Un popolo eletto che ha subìto molto dalla Storia. Gli israeliani hanno vissuto la sofferenza il dolore sulla loro pelle, ma l’interconnessione con i palestinesi non c’è.

«Perché dietro tutto quello che sta accadendo c’è soprattutto un’opera di colonizzazione dalla quale nasce una colonia insediativa e la rimozione di un popolo. È un processo di negazione quasi psicopatologico che ha bisogno di trovare argini. Non li ha trovati nel diritto internazionale, ma nelle università si possono mostrare i tanti altri strumenti che ci sono.
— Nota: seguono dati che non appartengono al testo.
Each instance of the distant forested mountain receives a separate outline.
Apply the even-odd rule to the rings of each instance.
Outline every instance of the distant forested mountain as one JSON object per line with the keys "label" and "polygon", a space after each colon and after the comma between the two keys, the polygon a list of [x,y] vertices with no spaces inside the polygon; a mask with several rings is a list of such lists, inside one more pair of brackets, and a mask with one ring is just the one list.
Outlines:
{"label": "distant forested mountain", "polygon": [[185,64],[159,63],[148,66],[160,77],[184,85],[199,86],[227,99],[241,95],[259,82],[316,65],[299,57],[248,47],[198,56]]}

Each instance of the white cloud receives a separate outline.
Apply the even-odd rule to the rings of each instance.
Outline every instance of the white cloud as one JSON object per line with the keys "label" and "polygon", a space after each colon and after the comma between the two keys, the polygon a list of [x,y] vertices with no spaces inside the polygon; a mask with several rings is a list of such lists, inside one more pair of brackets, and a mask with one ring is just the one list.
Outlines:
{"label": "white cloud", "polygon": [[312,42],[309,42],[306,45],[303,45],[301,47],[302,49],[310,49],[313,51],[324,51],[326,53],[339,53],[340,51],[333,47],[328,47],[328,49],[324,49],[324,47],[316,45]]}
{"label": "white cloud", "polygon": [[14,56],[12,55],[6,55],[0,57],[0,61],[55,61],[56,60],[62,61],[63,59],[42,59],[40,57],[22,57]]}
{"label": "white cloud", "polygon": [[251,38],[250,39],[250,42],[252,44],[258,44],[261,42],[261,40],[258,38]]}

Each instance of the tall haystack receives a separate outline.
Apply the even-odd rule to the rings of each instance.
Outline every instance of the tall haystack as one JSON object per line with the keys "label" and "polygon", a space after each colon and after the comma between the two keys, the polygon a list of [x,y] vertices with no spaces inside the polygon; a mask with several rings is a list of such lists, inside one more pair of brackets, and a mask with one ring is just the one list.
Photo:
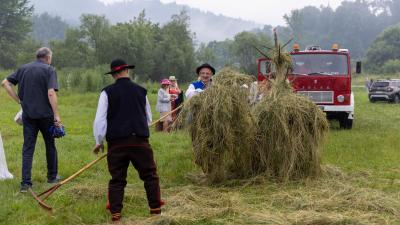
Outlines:
{"label": "tall haystack", "polygon": [[316,177],[321,173],[320,146],[329,127],[325,114],[293,92],[287,80],[291,59],[278,44],[276,33],[270,58],[276,79],[254,108],[260,160],[265,171],[280,181]]}
{"label": "tall haystack", "polygon": [[276,79],[255,106],[247,88],[252,77],[224,69],[180,113],[177,123],[189,128],[195,163],[211,182],[260,174],[287,181],[321,173],[325,115],[293,92],[286,79],[290,56],[277,40],[270,58]]}
{"label": "tall haystack", "polygon": [[178,118],[189,127],[195,163],[212,182],[252,175],[255,119],[242,86],[250,83],[250,76],[225,69],[211,87],[186,102]]}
Qui non si tratta di dire chi ha ragione tra due litiganti, si tratta di fermare la pazzia totale perché dietro l’attacco a Gaza – che ormai non si sa più bene come chiamare per il livello di devastazione e per il trattamento di uomini, bambini e donne – non ci sono progetti di futuro se non quello di disumanizzazione continua. L’anniversario della Nakba, cioè del disastro del 1948, continua a essere attualizzato per i palestinesi così come continua a essere attualizzato il concetto che la vita quotidiana dei palestinesi sia un dover non esserci più o un doversene andare».

Qual è il prossimo passo dopo questo appello?
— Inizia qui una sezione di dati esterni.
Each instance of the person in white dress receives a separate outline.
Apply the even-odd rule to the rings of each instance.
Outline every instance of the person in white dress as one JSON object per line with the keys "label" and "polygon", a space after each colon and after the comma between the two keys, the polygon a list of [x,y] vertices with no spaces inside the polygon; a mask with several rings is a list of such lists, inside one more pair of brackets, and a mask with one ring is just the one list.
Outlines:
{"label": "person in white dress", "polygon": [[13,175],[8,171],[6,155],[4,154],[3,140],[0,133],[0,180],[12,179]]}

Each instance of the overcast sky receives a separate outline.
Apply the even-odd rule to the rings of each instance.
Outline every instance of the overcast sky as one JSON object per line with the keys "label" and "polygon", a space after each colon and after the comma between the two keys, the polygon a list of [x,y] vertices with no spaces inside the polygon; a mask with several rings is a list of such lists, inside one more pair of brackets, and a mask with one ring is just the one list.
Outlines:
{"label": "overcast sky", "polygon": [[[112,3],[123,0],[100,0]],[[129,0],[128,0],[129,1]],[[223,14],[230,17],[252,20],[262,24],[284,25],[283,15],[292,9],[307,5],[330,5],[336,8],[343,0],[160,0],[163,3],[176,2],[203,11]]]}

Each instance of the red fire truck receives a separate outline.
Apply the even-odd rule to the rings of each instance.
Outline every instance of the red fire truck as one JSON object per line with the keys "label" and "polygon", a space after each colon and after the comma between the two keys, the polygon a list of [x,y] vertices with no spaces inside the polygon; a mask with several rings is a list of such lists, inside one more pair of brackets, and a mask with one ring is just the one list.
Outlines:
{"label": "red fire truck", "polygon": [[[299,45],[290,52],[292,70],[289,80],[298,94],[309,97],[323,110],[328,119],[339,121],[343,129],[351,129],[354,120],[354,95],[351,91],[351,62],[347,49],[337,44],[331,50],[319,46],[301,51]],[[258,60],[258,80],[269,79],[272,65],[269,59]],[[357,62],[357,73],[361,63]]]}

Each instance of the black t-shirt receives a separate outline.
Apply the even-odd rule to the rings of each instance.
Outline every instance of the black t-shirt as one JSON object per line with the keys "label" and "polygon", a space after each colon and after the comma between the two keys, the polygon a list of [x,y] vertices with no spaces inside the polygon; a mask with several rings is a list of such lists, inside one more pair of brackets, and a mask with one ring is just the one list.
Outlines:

«Avviare un dibattito in una dimensione pubblica e politica come stanno facendo tantissimi studenti nelle università italiane e non, per fare pressione sulle istituzioni e per boicottare gli accordi sia militari che con le università israeliane. È una protesta, e le proteste comportano dei sacrifici. La questione del boicottaggio è sempre una scelta difficile, ma è tattica rispetto al momento in cui si è, almeno finché non si fermerà l’attacco che sta rendendo inabitabile de facto Gaza e verranno ristabilite le basi per la vita nei territori fortemente sotto attacco dai coloni. Vorremmo fare pressione, come sta accadendo a livello internazionale, per esprimere la nostra critica in forma generativa, fare quello che la filosofa Judith Butler chiamava la “forza della nonviolenza”».
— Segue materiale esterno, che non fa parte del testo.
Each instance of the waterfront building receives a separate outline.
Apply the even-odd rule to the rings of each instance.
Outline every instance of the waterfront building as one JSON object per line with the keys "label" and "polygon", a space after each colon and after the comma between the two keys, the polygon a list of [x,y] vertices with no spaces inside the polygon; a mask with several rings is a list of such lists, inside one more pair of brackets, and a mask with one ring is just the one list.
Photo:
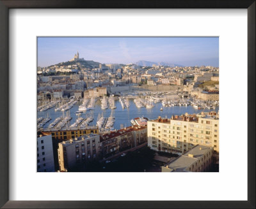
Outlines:
{"label": "waterfront building", "polygon": [[88,126],[84,129],[61,129],[61,130],[51,129],[42,131],[43,134],[51,134],[52,139],[53,155],[54,159],[54,165],[56,170],[59,168],[58,159],[58,143],[70,139],[74,139],[86,134],[99,134],[97,126]]}
{"label": "waterfront building", "polygon": [[198,98],[205,101],[218,101],[219,91],[218,90],[203,90],[198,93]]}
{"label": "waterfront building", "polygon": [[108,157],[146,143],[147,131],[145,127],[133,126],[100,136],[103,156]]}
{"label": "waterfront building", "polygon": [[83,98],[83,91],[77,90],[74,92],[74,96],[75,98],[81,99]]}
{"label": "waterfront building", "polygon": [[97,126],[88,126],[84,129],[61,129],[61,130],[47,130],[45,129],[42,131],[45,134],[51,134],[52,140],[69,140],[71,138],[77,138],[84,134],[90,133],[99,134]]}
{"label": "waterfront building", "polygon": [[197,145],[161,167],[162,172],[209,171],[212,162],[212,147]]}
{"label": "waterfront building", "polygon": [[213,81],[213,82],[218,82],[219,81],[219,76],[211,77],[211,80]]}
{"label": "waterfront building", "polygon": [[75,55],[74,56],[74,58],[72,59],[70,61],[70,62],[72,61],[84,61],[84,59],[83,58],[79,58],[79,54],[77,53],[75,54]]}
{"label": "waterfront building", "polygon": [[37,137],[37,172],[54,172],[52,137],[39,133]]}
{"label": "waterfront building", "polygon": [[147,122],[148,144],[156,151],[181,155],[196,145],[219,152],[219,117],[216,112],[173,115]]}
{"label": "waterfront building", "polygon": [[99,157],[100,150],[100,137],[94,134],[62,141],[58,149],[59,169],[68,171],[88,160]]}
{"label": "waterfront building", "polygon": [[55,99],[62,99],[63,96],[63,90],[55,90],[52,92],[52,97]]}

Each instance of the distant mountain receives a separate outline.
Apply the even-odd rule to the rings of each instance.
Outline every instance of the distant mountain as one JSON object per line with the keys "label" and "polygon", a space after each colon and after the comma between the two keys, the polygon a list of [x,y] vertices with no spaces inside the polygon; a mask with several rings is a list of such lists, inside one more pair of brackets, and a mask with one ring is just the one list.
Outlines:
{"label": "distant mountain", "polygon": [[170,66],[170,67],[184,67],[181,64],[173,64],[173,63],[169,63],[169,62],[150,62],[150,61],[140,61],[134,63],[135,64],[140,66],[148,66],[148,67],[152,67],[153,64],[156,64],[159,66]]}

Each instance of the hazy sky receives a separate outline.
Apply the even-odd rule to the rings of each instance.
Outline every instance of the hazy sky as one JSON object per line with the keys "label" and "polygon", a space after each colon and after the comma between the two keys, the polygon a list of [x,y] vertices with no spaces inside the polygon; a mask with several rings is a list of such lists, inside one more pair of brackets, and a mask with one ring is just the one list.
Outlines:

In questo vostro percorso pensate di affiancarvi, di sostenere o di supportare in qualche modo la protesta degli studenti?

«Rispetto alla protesta degli studenti, il nostro appello è sia parallelo che di supporto: parallelo perché noi ci appelliamo ai lavoratori, a chi lavora o guarda il mondo attraverso l’antropologia. Ovviamente è anche connesso alle proteste degli studenti che stanno occupando spazi pubblici nelle università. La sottoscrizione a questo appello è aperta a tutti, a studenti, docenti, universitari e non, del mondo antropologico, per mostrare che il sapere non è sconnesso da posizioni politiche ed etiche, chiuso in una scienza pura, ma come il caso citato nell’appello sul Vietnam, interpella il lavoro che facciamo e crea anche ponti e proteste generativi».